ただし、次のような場合、Citadel の使用を検討できます。

  • カスタム CA を使用する場合。
  • Istio から移行する場合。

    Citadel を選択すると、移行中に mTLS トラフィックは中断されないため、ダウンタイムはほとんどありません。メッシュ CA を選択する場合は、信頼のルートが Citadel から Mesh CA に変更されるため、移行時のダウンタイムをスケジューリングする必要があります。Mesh CA ルートオブ トラストへの移行を完了するには、すべての名前空間内の Pod をすべて再起動する必要があります。このプロセスにおいて、古い Pod は新しい Pod で mTLS 接続を確立できません。

Mesh CA からの証明書には、アプリケーションのサービスに関する次のデータが含まれます。

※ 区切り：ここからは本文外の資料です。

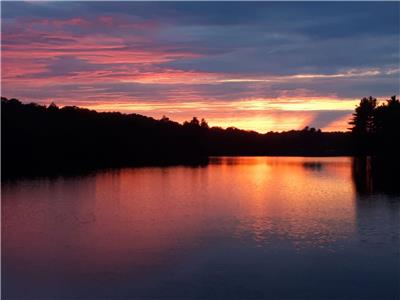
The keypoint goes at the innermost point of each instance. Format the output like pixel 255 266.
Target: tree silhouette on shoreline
pixel 36 138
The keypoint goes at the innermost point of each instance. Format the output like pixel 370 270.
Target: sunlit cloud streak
pixel 242 65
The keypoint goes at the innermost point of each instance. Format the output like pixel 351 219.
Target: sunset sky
pixel 260 65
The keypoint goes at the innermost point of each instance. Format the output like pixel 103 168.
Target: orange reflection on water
pixel 138 218
pixel 302 200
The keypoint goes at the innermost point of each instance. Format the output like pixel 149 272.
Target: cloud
pixel 293 64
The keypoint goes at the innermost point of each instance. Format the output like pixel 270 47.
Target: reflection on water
pixel 240 227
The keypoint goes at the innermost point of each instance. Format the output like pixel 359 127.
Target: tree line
pixel 376 127
pixel 38 138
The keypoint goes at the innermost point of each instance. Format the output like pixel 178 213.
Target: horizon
pixel 246 65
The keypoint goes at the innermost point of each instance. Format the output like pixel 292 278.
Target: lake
pixel 237 228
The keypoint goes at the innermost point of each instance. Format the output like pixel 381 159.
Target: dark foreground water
pixel 268 228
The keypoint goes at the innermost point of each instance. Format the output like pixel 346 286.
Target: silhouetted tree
pixel 363 118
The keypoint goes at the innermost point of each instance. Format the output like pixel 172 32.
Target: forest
pixel 41 139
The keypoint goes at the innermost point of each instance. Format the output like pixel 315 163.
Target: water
pixel 254 228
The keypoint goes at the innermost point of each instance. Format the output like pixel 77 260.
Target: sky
pixel 264 66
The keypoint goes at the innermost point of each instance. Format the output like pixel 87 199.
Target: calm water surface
pixel 256 227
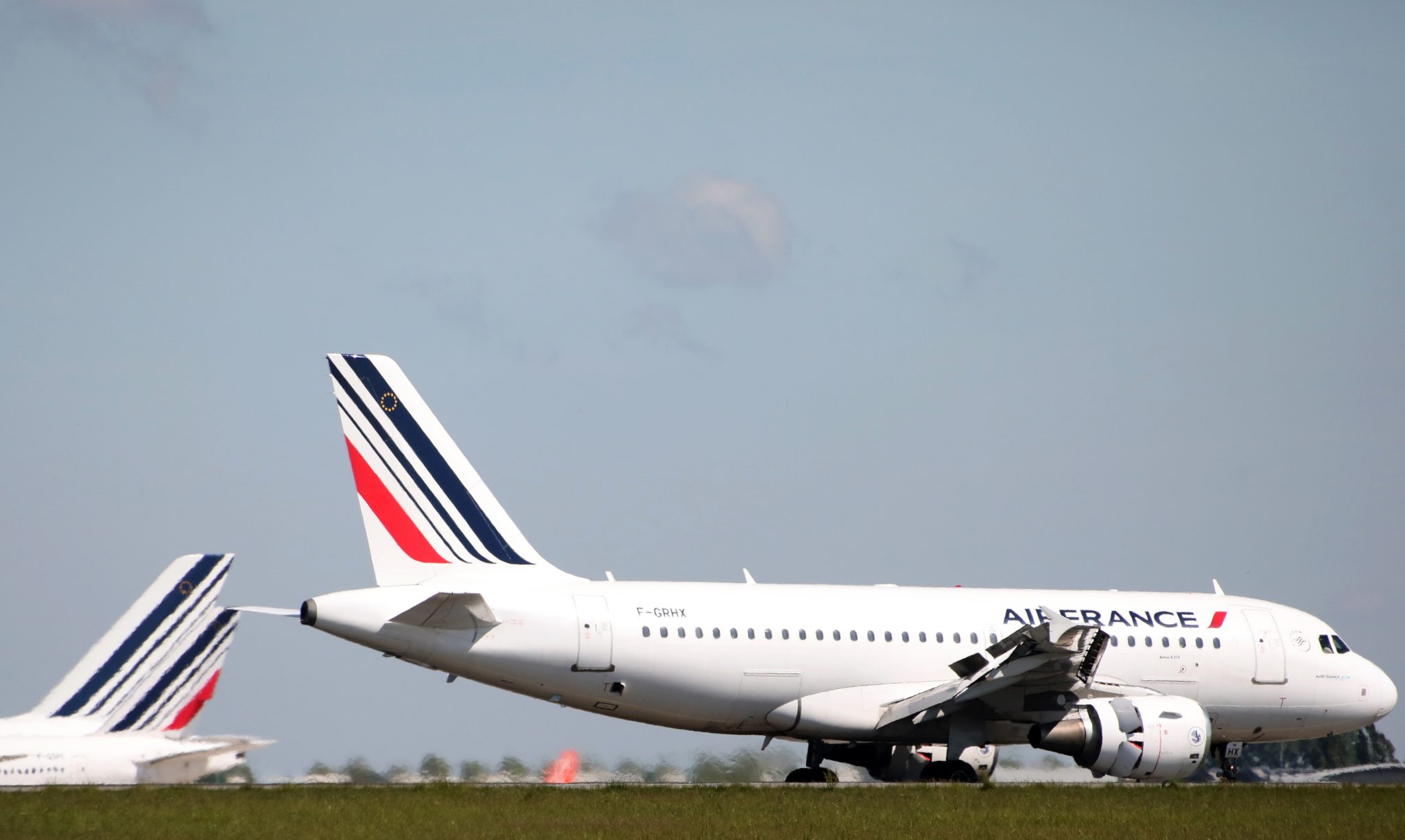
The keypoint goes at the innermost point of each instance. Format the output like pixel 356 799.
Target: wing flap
pixel 1059 651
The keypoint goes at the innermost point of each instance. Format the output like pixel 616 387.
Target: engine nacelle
pixel 1144 738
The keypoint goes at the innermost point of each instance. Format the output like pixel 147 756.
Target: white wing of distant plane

  • Google Cloud プロジェクト ID。
  • GKE 名前空間
  • GKE サービス アカウント名

クラスタの登録

現時点では必須ではありませんが、プロジェクトのフリート(以前の environ)にクラスタを登録することをおすすめします。フリートを使用してクラスタを整理すると、複数のクラスタを簡単に管理できます。フリートにクラスタを登録することで、必要に応じてサービスやその他のインフラストラクチャをグループ化し、一貫したポリシーを適用できます。複数のプロジェクトにクラスタがある場合は、クラスタが属しているプロジェクトではなく、フリートのホスト プロジェクトにクラスタを登録する必要があります。クラスタを登録する方法の詳細については、フリートへのクラスタの登録をご覧ください。

フリートのホスト プロジェクトのコンセプトは、クラスタを設定して Anthos Service Mesh で必要なオプションを有効にする場合に重要です。クラスタのサービス メッシュは、プロジェクト番号に基づく値で識別されます。別のプロジェクトのクラスタを設定する場合は、フリートのホスト プロジェクトのプロジェクト番号を使用する必要があります。